Theologians, anti-poverty advocates and economists meeting in Brazil to develop principles for a new global economic system have issued a declaration naming over-consumption and greed as key factors to be addressed in seeking a more just distribution of the world’s resources.
The statement was issued Friday at the conclusion of the "Global Ecumenical Conference on a New Economic and Financial Architecture" in Guarulhos, a suburb of São Paulo. Sixty delegates met from 29 September to 5 October at the conference organized by the World Communion of Reformed Churches (WCRC) in partnership with the World Council of Churches (WCC) and the Council for World Mission (CWM).

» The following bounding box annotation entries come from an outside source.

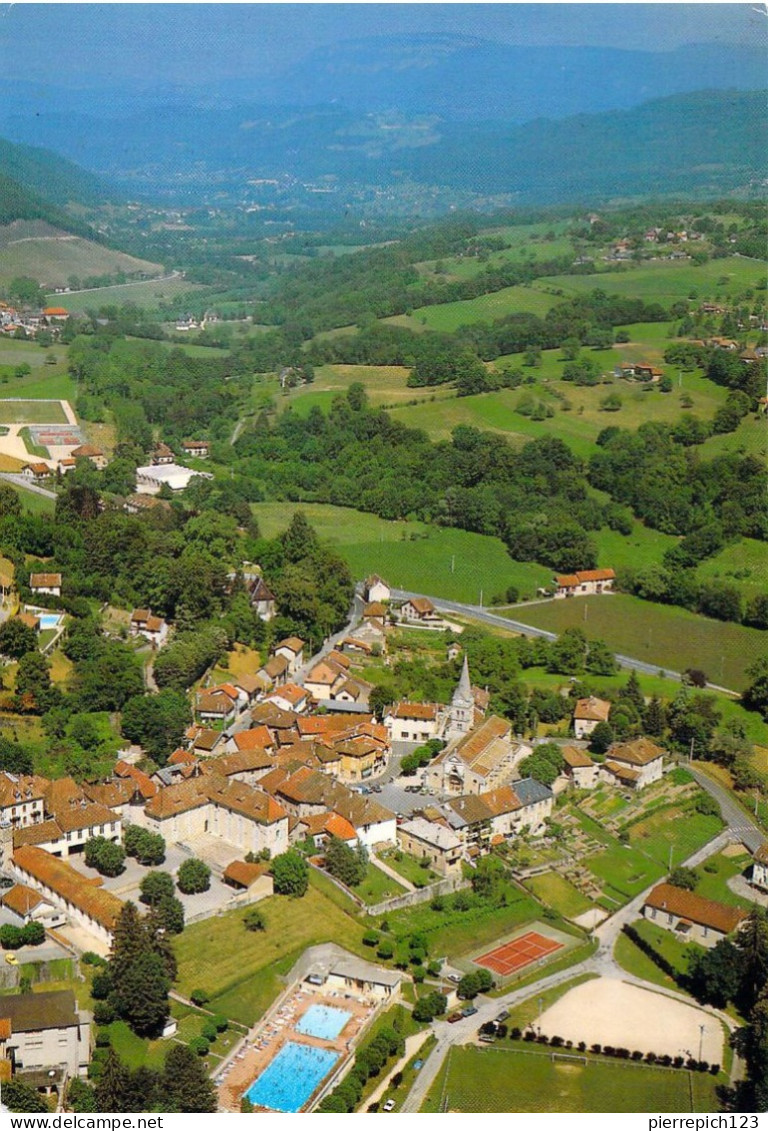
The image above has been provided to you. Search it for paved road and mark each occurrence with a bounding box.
[392,589,737,694]
[688,766,768,853]
[0,472,57,499]
[400,831,741,1112]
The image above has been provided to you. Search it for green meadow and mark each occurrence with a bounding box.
[509,593,766,691]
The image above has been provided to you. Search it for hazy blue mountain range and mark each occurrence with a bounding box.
[4,90,768,204]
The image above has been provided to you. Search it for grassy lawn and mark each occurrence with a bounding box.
[629,805,723,866]
[352,861,405,904]
[613,924,680,991]
[526,872,594,918]
[175,875,370,1025]
[422,1045,718,1113]
[0,400,67,424]
[387,884,541,958]
[382,848,438,888]
[55,278,205,312]
[632,918,702,974]
[251,502,552,604]
[511,593,765,690]
[534,256,765,304]
[696,852,754,910]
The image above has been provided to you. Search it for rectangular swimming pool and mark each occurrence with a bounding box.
[245,1041,339,1112]
[295,1005,352,1041]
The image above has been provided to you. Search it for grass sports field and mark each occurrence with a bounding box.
[252,503,552,604]
[422,1047,718,1112]
[509,593,765,691]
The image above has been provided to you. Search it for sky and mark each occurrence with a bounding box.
[0,2,768,86]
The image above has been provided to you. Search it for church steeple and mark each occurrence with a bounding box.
[445,654,475,741]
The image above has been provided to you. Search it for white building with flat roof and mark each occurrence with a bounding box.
[136,464,213,494]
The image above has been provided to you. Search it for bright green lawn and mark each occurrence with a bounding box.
[174,877,370,1025]
[629,806,723,866]
[534,256,765,304]
[422,1045,718,1113]
[252,503,552,604]
[387,884,541,957]
[352,862,405,904]
[526,872,594,918]
[510,593,765,690]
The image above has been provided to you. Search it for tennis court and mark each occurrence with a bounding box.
[475,931,563,977]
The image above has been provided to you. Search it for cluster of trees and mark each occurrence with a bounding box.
[325,837,368,888]
[688,907,768,1112]
[318,1026,405,1112]
[92,901,176,1035]
[69,1043,217,1113]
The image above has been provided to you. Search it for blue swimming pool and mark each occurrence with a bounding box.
[245,1041,339,1112]
[296,1005,352,1041]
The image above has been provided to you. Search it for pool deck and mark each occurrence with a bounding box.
[215,983,381,1112]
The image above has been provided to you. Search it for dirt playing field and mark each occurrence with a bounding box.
[475,931,562,977]
[541,978,723,1064]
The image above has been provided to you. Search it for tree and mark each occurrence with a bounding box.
[84,837,126,875]
[589,723,613,754]
[270,849,309,896]
[120,690,191,766]
[96,1048,129,1112]
[243,907,267,931]
[123,824,165,864]
[139,872,175,907]
[161,1045,216,1112]
[0,616,37,659]
[670,864,699,891]
[325,837,368,888]
[176,857,210,896]
[742,656,768,723]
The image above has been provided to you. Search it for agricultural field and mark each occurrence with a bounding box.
[54,276,205,313]
[392,359,736,458]
[509,593,765,691]
[0,399,67,424]
[533,256,765,305]
[0,221,162,287]
[422,1045,718,1113]
[251,502,552,604]
[381,285,559,334]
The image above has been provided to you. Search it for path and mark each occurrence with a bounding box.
[0,472,57,499]
[392,589,739,696]
[365,1033,429,1108]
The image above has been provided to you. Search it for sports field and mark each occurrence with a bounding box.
[475,931,563,977]
[422,1046,718,1113]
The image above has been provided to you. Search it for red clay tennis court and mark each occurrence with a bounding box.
[475,931,563,976]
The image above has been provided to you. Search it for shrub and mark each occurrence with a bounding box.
[94,1001,115,1025]
[176,857,210,896]
[243,907,267,931]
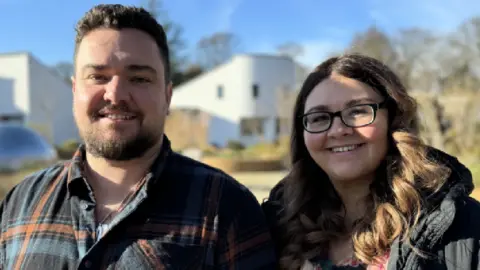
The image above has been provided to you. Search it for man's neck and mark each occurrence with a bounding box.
[86,137,163,189]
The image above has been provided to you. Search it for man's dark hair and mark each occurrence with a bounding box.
[75,4,170,83]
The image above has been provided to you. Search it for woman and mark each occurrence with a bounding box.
[263,55,480,269]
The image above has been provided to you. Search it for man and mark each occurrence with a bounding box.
[0,5,275,269]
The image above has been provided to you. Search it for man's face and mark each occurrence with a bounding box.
[72,29,172,160]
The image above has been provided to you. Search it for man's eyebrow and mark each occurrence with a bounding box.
[82,64,108,71]
[83,64,157,74]
[127,65,157,74]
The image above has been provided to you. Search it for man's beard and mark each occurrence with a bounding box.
[82,125,160,161]
[82,124,161,161]
[75,104,163,161]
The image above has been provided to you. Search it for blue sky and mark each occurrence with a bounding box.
[0,0,480,68]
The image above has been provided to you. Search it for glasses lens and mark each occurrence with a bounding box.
[342,105,375,127]
[303,112,330,132]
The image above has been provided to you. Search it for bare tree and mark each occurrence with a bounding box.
[197,32,240,69]
[393,28,439,91]
[346,26,397,68]
[146,0,186,85]
[441,17,480,92]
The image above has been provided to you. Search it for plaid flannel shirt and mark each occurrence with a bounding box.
[0,136,276,270]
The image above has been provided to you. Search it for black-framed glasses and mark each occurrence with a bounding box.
[301,101,386,133]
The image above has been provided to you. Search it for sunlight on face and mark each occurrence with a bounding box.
[304,74,388,181]
[73,29,171,160]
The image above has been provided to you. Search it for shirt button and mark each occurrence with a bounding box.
[80,202,88,210]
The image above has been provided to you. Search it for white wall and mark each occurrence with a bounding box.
[208,116,241,147]
[29,57,79,144]
[0,52,78,144]
[172,55,295,122]
[0,53,30,115]
[0,78,21,115]
[171,55,304,148]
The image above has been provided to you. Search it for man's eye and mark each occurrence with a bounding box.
[130,77,151,83]
[88,74,108,82]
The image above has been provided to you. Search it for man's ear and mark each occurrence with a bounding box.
[70,76,76,93]
[165,81,173,115]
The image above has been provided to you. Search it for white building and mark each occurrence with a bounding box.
[0,52,79,144]
[171,54,306,146]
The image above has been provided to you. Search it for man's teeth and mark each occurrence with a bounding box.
[105,114,135,120]
[332,144,360,153]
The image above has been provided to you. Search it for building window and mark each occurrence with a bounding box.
[240,118,265,136]
[252,84,258,98]
[217,85,223,99]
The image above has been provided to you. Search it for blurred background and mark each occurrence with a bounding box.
[0,0,480,200]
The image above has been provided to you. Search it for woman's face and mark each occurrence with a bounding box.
[303,74,388,181]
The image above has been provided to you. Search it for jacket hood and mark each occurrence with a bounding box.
[426,148,474,206]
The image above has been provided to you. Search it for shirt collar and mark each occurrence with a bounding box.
[66,135,172,196]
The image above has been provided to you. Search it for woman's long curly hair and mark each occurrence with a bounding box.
[280,54,450,269]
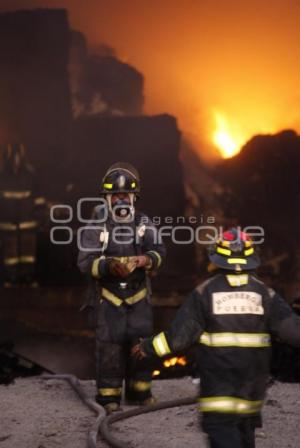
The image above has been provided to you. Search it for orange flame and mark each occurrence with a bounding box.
[164,356,187,367]
[212,112,245,159]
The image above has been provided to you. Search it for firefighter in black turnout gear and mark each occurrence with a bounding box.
[0,143,45,287]
[132,228,300,448]
[78,163,165,412]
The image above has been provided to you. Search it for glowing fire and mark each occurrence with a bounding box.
[152,356,187,377]
[213,112,243,159]
[164,356,187,367]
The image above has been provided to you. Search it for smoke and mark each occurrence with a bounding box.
[0,0,300,158]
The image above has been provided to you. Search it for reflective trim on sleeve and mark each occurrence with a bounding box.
[34,196,46,205]
[0,222,18,231]
[199,397,263,414]
[152,332,171,356]
[199,332,271,348]
[146,250,162,268]
[4,257,20,266]
[19,221,38,230]
[0,190,31,199]
[129,380,151,392]
[244,247,254,257]
[91,255,105,278]
[19,255,36,264]
[4,255,36,266]
[98,387,122,397]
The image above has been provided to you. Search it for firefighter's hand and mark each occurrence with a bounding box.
[131,343,147,359]
[135,255,152,269]
[107,258,132,278]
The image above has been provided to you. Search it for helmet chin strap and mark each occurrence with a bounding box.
[106,193,136,222]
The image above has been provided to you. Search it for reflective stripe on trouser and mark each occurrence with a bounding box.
[152,333,171,357]
[199,332,271,348]
[199,397,263,414]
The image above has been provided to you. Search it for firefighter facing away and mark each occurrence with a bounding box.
[132,228,300,448]
[78,163,165,412]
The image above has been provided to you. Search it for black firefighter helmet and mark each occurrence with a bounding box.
[208,228,260,271]
[101,162,140,196]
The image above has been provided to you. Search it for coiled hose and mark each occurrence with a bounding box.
[41,374,197,448]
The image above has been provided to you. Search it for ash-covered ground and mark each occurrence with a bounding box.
[0,377,300,448]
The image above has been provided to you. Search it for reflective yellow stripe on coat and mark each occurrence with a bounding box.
[98,387,122,397]
[152,333,171,356]
[102,288,147,306]
[199,332,271,348]
[199,397,263,414]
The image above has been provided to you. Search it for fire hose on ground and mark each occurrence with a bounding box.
[41,374,197,448]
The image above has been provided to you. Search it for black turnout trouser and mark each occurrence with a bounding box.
[96,299,153,405]
[202,414,261,448]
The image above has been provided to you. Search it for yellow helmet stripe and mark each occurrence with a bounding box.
[244,247,254,257]
[217,247,231,256]
[227,258,247,264]
[103,184,113,190]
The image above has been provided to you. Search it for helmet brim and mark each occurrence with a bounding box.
[208,253,260,271]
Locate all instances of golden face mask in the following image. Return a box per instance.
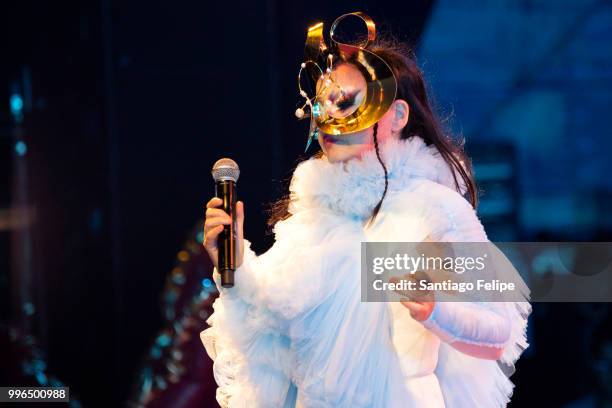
[295,12,397,150]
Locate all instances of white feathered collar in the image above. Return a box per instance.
[289,135,465,220]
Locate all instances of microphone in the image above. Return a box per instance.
[212,158,240,288]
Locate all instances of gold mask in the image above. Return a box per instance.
[295,12,397,149]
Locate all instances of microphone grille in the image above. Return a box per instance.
[212,157,240,183]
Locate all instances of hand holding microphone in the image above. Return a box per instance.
[203,159,244,287]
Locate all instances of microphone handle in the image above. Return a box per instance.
[215,180,237,288]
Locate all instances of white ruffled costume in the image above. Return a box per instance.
[201,136,531,408]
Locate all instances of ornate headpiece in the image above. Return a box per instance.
[295,12,397,150]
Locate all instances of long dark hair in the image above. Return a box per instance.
[268,39,478,227]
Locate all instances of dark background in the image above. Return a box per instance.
[0,0,612,406]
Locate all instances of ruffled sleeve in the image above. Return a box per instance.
[416,183,531,408]
[200,240,295,408]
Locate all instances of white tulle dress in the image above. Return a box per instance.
[201,136,530,408]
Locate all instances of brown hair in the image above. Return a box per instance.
[268,39,478,227]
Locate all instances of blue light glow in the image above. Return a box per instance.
[10,94,23,115]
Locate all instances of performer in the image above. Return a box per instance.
[201,13,530,408]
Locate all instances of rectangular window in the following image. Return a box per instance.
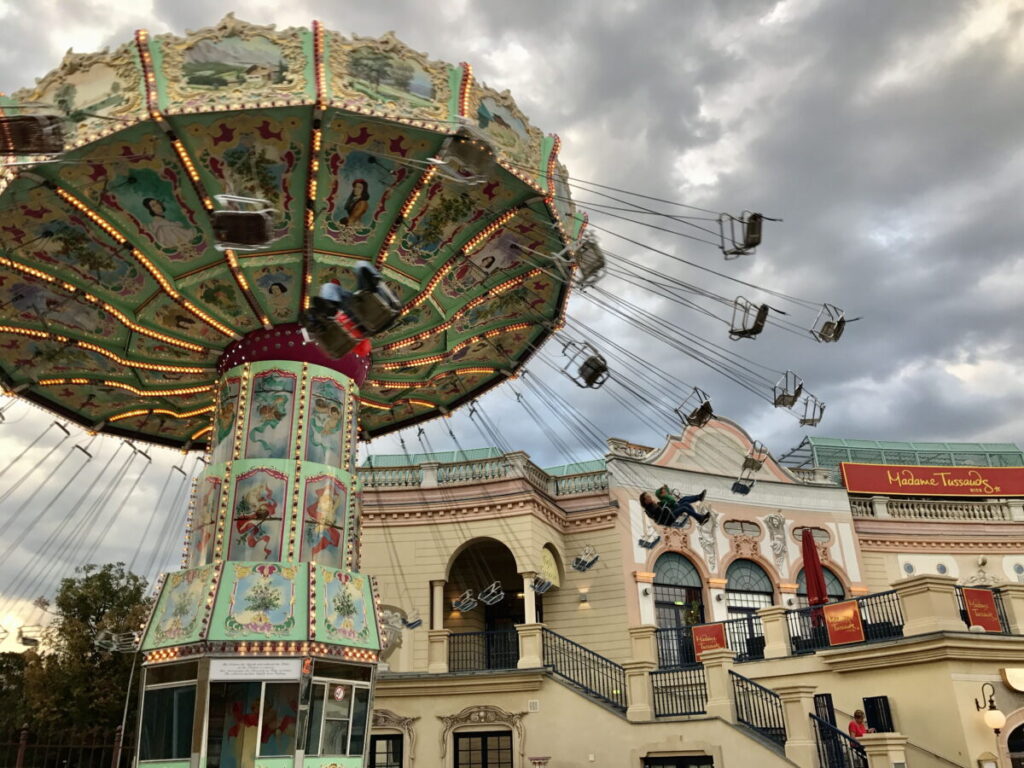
[370,733,402,768]
[206,681,299,768]
[138,683,196,761]
[455,731,512,768]
[305,680,370,756]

Social inclusion, gender justice, care for the environment and concrete actions to overcome greed are named as criteria for a new economic and financial architecture.
The statement recommends a series of actions including the formation of an ecumenical school of governance, economics and management and setting up a global commission initiated by the ecumenical movement to forward the work of the Commission of Experts on Reforms of the International Monetary and Financial System, chaired by Prof. Joseph Stiglitz. The affirmation of communication rights to advance the empowerment of communities in developing alternatives to the current financial and economic structures was among the proposed list of actions.
WCC’s Dr Rogate Mshana said, “The most striking proposals that need to be followed up by an ecumenical panel include … replacing the International Monetary Fund with a new democratic International Monetary Organization and an alternative international reserve currency.” Mshana heads the church council’s programme on Poverty Wealth and Ecology.
Pamela Brubaker, professor emeritus of religion at California Lutheran University in the United States, is inspired by the final document. “We have a prophetic document that is deeply rooted in our ecumenical understanding of the Christian faith. We have put together all our perspectives towards an economy of life of all,” Brubaker said.
“I want you to see this day as a beginning of a new era of action,” the general secretary of the WCRC, Setri Nyomi, declared at the close of the conference. “I hope that the commitment that we did come up with will be the beginning step towards an economy that serves life rather than what the world has used so far,” he added.